The ARCFOUR state is an array of 256 byte values. The key is the array generated from the passphrase plus the salt; the key_length is the length of this array. We have two worker values, that we will call A and B.

Set-up

Fill the State array with 256 values from 0 to 255 in ascending order. The first cell of the array will acquire the value of zero, the second cell the value of one etc; the last cell will hold the value of 255.

Initialize both A and B to zero.

The state array will now undergo 256 mixing operations. Use a variable called K to hold the number of the current operation. The first time the loop runs, K will equal zero; the second time through the loop K will equal one, etc.

To the variable B (whose initial value was zero but will now change) add the value of the Ath element of the key and the Kth element of state. (Remember that all additions must be performed modulo 256, unless a particular section states otherwise.)
Swap the values of the Kth element and the B th element of state - so if state[K] was 23 and state[B] was 42 before, after state[K] will be 42, snd state[B], 23.
Increment the value of A by one. If A is above key_length subtract key_length from A

When that is done, reset A and B to zero.

Generating the key stream

For each byte in the data to encrypt or decrypt do this

increment A by one (modulo 256, as always)
increment B by the value of the Ath element of state
Swap the values of the Ath element and the B th element of state
Generate our magic number for this time around as the sum of the Ath element and the B th element of state (you can do this before the swap if you want)
The next byte of the keystream is the magic number'th element of state
XOR that value and the input byte, and write it to the output

If you haven't an obvious XOR operator you need to do it manually like this

Extract the 128's place of the state value - it's 1 if the number is > 127, otherwise zero. If it's 1, subtract 128
Extract the 64's place - it's 1 if the number is now over 63, else zero. Subtract 64 if the it's 1.
Similarly extract the 32s, 16s, 8s, 4s, 2s and 1s places.
Do the same for the data value.
Compare the values, place by place. If they are the same the output value for the place is 0, otherwise 1.
Build up from 0 by adding 128 if the 128's place is 1, 64 if the 64's place is 1 and so forth.

Notes

The whole point of Ciphersaber is that it's a home-build program, using an algorithm that could fit as the slogan on a coffee mug, so I'm not going to supply source - if you have to, I'm sure Google will turn up an ARCFOUR implementation in your chosen language, but that spoils the fun.

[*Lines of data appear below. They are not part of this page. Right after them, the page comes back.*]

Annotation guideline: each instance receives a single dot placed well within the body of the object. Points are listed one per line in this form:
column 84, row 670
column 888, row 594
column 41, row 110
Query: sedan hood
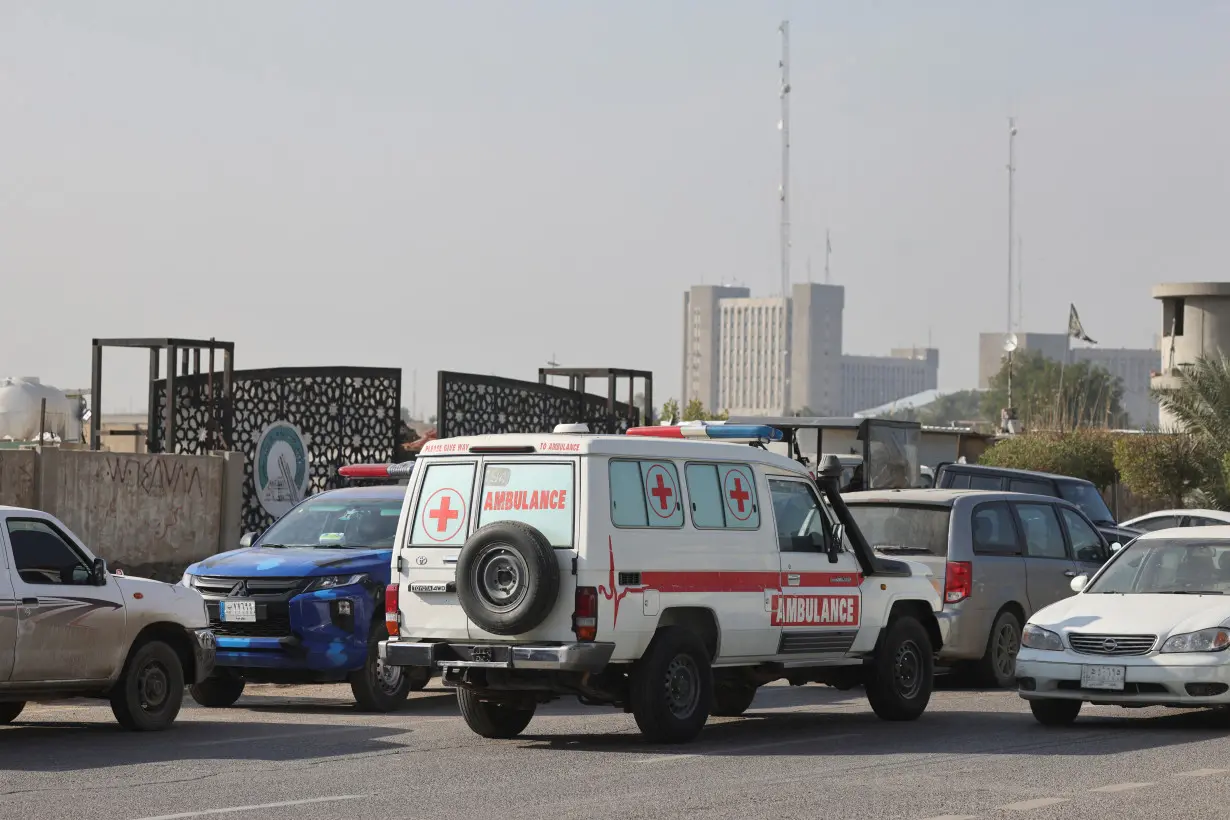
column 292, row 562
column 1161, row 615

If you are new to programming, you can work up to implementing Ciphersaber in stages. Start with a program that just copies a file byte by byte; then one that adds or removes the 10 byte random header; finally perform the encryption or decryption.

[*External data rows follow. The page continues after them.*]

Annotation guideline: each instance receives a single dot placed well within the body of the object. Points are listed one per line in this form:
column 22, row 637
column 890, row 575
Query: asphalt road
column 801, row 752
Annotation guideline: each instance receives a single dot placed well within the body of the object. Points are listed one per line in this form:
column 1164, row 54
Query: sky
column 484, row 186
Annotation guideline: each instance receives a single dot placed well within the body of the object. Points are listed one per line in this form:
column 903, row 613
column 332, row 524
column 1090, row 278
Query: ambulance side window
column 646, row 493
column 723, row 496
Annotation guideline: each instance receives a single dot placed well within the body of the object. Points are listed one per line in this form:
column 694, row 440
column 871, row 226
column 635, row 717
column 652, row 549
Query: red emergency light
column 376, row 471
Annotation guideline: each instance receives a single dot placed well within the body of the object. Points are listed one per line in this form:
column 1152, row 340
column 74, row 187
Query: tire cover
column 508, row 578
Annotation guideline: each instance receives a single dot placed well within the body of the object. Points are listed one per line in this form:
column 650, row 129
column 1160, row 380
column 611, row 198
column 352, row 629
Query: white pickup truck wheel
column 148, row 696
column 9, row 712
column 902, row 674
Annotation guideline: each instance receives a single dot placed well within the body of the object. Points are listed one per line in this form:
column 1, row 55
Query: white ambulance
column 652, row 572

Do take care with array indexing - it is so easy to be off-by-one; and since the whole point of encryption is to generate random output, it's hard to tell if you have the right random. Use Google to look for RC4 test vectors, and use the Cipehrsaber test messages.

Description of Ciphersaber version 2

CipherSaber-2 is a modification to Ciphersaber-1 that addresses concerns about weaknesses in RC4. In CipherSaber-2 the entire state array mixing loop is repeated N times, where N is a number that the sender and receiver agree upon. When N=1, CipherSaber-2 is the same as CipherSaber-1. Following the attack, using CipherSaber-2 in place of CipherSaber-1, with a value of N=20 or more is recommended.You should first implement CipherSaber-1 and verify that it works using the text vectors on the main CipherSaber page. It is then a simple matter to modify your program to do CipherSaber-2, and use the test message in the Ciphersaber FAQ to verify the implementation.

In our description above, simply run the loop of 256 mixing operations through N times, without resetting A and B until all N operations are done.

The value of N must be agreed by sender and receiver - it is not written to the file - otherwise the N=1 state would not be the same as Ciphersaber-1.